The stranger recoiled a little, and April watched her realize that maybe she wasn’t the first fiancée who had shown up since Gabriel went missing. But she didn’t bother trying to convince Ms. Nelson.
“She’ll go for the men, you watch,” Colin whispered, and sure enough, the stranger rushed to the uncle, tears in her eyes.
“Oh, Uncle Evert! We have to find him!”
But Uncle Evert simply asked, “Gabriel Winterborne has a birthmark. Where is it?”
“His arm,” she said after a moment and pointed to a place just above the bend of her left elbow.
“My nephew is allergic to what food?”
“Asparagus,” the woman said, finally getting the hang of the game.
“Where did you meet?”
“At an inn. I was passing through. He’d come for supplies.”
“I see,” the uncle said. “When was this?”
“Two years ago. We fell in love.”
“And you’ve been together ever since?”
“That’s what people do when they’re in love.” The stranger gave a haughty look in Ms. Nelson’s direction.
“But you don’t know where he is now?” the uncle asked.
“We were separated in a storm. But he said if anything ever happened to him I was supposed to come here—that his family would take care of me.”
“Does this happen a lot?” April whispered and Colin shrugged.
“Every couple of months. This one’s pretty good. Most never make it past the guardhouse. Evert needs to get a new question, though. Anyone who’s ever googled Gabriel Winterborne shirtless knows about that birthmark. Not much test for a grifter. And she’s a fair grifter.” He gestured to the woman below.
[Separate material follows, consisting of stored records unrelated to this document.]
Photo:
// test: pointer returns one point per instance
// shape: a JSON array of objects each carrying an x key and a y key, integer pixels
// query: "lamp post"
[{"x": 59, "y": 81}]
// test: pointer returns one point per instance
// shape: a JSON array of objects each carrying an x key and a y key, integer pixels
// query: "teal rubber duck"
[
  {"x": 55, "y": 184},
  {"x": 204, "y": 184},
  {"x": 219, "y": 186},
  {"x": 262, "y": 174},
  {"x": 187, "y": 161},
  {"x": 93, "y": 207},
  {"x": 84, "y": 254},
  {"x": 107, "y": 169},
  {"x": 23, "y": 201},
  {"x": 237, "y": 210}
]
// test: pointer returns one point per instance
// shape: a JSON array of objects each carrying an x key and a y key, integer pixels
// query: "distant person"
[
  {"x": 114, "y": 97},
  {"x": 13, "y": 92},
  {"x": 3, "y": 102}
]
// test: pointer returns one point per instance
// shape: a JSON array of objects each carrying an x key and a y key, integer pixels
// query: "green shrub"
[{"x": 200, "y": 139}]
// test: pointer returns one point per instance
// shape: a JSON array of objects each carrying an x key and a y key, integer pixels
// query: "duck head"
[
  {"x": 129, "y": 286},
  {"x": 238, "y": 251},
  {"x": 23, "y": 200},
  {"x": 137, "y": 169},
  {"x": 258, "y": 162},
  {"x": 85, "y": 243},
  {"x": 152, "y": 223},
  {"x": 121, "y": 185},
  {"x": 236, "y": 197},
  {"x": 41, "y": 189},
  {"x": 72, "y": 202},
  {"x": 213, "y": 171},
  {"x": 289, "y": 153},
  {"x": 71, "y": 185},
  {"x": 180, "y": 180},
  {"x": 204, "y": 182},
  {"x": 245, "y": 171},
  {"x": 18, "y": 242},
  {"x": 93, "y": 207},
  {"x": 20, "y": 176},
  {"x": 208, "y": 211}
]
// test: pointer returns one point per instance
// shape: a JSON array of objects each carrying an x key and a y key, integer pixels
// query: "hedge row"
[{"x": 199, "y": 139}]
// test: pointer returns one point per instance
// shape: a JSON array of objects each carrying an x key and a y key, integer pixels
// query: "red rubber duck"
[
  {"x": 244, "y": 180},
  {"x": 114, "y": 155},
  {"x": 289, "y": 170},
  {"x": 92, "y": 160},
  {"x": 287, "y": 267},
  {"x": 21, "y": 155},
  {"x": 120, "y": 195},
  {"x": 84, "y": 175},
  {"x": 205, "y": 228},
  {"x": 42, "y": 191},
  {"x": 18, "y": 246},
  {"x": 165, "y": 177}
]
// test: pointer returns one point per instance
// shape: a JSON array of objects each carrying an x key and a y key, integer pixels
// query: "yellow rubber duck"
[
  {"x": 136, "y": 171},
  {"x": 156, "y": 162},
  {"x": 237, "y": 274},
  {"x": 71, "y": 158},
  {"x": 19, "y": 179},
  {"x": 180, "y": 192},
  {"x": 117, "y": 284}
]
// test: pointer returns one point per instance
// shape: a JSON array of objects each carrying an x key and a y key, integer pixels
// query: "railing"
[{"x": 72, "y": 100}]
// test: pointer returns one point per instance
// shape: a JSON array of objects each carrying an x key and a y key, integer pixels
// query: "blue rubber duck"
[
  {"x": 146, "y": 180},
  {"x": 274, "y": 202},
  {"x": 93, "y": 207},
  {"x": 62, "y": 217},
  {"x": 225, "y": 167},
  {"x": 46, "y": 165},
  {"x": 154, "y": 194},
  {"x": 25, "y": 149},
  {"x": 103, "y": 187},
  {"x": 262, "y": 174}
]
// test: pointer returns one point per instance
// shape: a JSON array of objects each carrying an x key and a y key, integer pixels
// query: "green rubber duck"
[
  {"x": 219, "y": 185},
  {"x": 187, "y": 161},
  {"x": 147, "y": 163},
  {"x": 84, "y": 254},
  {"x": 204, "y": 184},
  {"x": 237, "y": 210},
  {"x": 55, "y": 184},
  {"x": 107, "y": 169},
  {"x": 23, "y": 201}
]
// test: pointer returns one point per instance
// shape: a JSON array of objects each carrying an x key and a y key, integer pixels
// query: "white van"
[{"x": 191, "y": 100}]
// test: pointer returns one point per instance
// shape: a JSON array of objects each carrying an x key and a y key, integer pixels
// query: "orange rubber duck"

“Maybe she does know him,” April said.
But Colin looked at her and tilted his head. “Aww. You’re sweet,” he said even though April didn’t feel sweet. At all. And she was just about to say so when Colin said, “At least this one didn’t bring a kid.”
“They do that?”
“Sure they do,” Colin said. “Oldest grift in the world. Course, these days, it won’t stand up, with DNA and all, but DNA takes time, don’t it? And if you’ve got a family who wants someone back real bad, sometimes you can dangle ’em on for a few days. At least a good grifter can. And she’s good.” He gestured to the woman, then shrugged. “But I’ve seen better.”
Something in the way he said it, April had no doubt he had. Down below, Smithers was guiding the newest future Mrs. Winterborne to the door, but April couldn’t take her eyes away from the boy beside her.
“Colin?” she asked slowly. “Who’s the best grifter you ever saw?”
He took a deep breath, and when he spoke again, the words were soft and low. “One woman came here about a year ago. Dressed real normal, see. No rags. No furs. Just a pretty lady with a boy who looks like the dead guy. That’s the key. That and knowing what people want to see. And hear. That one they asked to stay awhile.”
“What happened to her?” April asked.
“She ran off. Cleaned out the silver and the safe and was gone by morning.”
“What happened to the boy?”
Colin grinned. And shrugged. And said, “Nice to meet you.”
“Colin!” Ms. Nelson’s voice echoed up from the floor below. “I’m assuming you’re up there.”
He scooted closer to the light and the railing, and yelled, “She was good, wasn’t she? But not good enough.”
“No. She wasn’t good enough. Come on, now. You too, April,” Ms. Nelson said. “I’m starving.”